While it was a good idea to remind everyone how badly the war in Altara went by saying that it made the Asha’man rebel, as a protest vote by Dreadlords the attack was overdone. It would have been more confusing to just quietly go and commit atrocities, but then people might suspect that Taim was involved. So Taim aimed at total confusion so that no one knows what to think.
After the attack failed, Taim personally reported the four Asha’man as deserters to Rand and was surprised and annoyed to learn that Dashiva had participated too – since he knew which men he gave the order to. Taim didn’t want Dashiva getting creative or blowing his cover. The other four were a little more expendable, although, according to Kisman, Taim was as furious that they were found out as that they had failed.
There had been sporadic attempts to kill Rand before, but no less than four figures of the Shadow – Taim, Dashiva, Demandred and even Moridin to a degree – tried to kill Rand at about this time. What had them feeling so murderous?
Well it had finally been brought to their notice that Rand intended to cleanse saidin and, as Moridin also learned, had the means to do it. Dashiva and/or the Black Asha’man reported Rand’s desire to remove the taint after Rand told them during the campaign in Illian and Altara. There might have been Darkfriends or agents among the servants, too. A little investigation by Moridin uncovered Cyndane’s knowledge that Rand had the access keys to the Choedan Kal.
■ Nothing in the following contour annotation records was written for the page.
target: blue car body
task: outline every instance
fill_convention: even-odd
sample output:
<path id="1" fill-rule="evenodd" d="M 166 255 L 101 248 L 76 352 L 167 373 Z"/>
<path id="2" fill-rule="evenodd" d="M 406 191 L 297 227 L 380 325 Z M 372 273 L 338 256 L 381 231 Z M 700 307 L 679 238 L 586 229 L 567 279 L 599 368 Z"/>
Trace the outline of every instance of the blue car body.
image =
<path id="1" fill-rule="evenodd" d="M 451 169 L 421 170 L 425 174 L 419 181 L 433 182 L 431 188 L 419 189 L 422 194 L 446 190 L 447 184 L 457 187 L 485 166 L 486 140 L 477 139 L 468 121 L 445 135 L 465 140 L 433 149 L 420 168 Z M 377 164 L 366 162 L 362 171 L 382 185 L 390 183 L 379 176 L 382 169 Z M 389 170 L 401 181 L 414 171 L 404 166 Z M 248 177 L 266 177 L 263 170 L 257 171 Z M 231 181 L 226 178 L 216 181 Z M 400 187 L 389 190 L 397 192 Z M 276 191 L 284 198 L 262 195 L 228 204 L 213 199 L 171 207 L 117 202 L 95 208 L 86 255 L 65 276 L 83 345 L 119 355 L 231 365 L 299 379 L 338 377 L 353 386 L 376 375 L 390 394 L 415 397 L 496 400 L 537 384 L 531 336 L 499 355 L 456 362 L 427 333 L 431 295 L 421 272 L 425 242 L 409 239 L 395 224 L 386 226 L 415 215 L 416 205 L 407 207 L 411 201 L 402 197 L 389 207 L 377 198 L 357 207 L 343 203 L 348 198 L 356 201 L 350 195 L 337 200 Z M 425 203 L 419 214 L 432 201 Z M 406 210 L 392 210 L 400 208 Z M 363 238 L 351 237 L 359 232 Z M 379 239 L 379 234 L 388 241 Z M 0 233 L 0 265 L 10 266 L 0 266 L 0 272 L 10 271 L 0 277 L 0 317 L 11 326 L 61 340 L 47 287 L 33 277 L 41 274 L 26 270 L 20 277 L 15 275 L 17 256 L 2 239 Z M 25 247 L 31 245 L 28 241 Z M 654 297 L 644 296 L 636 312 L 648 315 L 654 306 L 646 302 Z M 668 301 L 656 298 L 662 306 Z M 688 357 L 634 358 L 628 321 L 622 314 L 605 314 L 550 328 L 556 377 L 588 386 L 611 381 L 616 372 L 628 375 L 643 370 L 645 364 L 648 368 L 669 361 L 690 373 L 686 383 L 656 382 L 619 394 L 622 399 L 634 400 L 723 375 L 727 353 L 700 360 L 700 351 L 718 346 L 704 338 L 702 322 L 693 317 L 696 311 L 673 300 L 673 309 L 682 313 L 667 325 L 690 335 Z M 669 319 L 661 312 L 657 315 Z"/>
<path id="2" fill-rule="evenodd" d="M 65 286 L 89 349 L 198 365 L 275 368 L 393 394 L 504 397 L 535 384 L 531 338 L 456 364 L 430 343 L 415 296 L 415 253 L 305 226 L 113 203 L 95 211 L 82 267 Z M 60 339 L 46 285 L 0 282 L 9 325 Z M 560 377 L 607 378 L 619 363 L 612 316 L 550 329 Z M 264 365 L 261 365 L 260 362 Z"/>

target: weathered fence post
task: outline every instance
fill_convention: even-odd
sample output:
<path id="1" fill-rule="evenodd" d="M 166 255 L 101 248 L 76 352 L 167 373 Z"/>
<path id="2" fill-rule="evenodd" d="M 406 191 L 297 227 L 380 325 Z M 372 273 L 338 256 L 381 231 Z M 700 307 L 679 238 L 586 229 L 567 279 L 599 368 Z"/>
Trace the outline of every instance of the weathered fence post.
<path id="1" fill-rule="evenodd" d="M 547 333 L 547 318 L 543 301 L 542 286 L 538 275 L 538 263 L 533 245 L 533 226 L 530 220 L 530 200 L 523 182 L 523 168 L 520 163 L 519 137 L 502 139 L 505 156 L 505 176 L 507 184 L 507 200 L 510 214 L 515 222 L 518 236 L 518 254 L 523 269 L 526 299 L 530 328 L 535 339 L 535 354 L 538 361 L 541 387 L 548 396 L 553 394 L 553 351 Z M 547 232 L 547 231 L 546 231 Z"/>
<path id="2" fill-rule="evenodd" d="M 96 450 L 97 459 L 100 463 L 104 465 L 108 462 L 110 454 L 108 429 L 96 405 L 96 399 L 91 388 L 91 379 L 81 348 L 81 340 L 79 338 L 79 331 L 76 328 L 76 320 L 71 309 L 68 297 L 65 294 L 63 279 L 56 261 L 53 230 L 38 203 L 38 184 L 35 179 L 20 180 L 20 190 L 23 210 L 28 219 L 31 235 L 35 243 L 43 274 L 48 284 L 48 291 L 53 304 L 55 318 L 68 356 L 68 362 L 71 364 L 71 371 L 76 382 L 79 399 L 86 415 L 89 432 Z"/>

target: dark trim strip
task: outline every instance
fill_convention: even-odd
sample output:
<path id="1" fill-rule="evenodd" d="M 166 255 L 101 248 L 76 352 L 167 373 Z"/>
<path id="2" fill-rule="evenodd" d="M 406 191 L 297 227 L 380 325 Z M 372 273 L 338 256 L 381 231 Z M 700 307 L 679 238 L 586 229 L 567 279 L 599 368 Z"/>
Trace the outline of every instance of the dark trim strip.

Obviously the taint could not be removed if Rand were dead.
As this quote shows:
And later still, Moridin had said, "Kill him if you must, but above all, bring everything in his possession to me. That will redeem your previous transgressions." The man said he was one of the Chosen, and no one was mad enough to make that claim unless it was true, yet he seemed to think al'Thor's belongings more important than his death, the killing incidental and not really necessary.Moridin realised that if he took the access keys from Rand that alone would prevent the cleansing and he would not have to alter his plans. Plus, of course, holding the keys, Moridin would have an extreme advantage over the other Forsaken, and remove the threat of any of them ‘getting above themselves’. Rand’s death is not really desired by Moridin – not until the planned moment.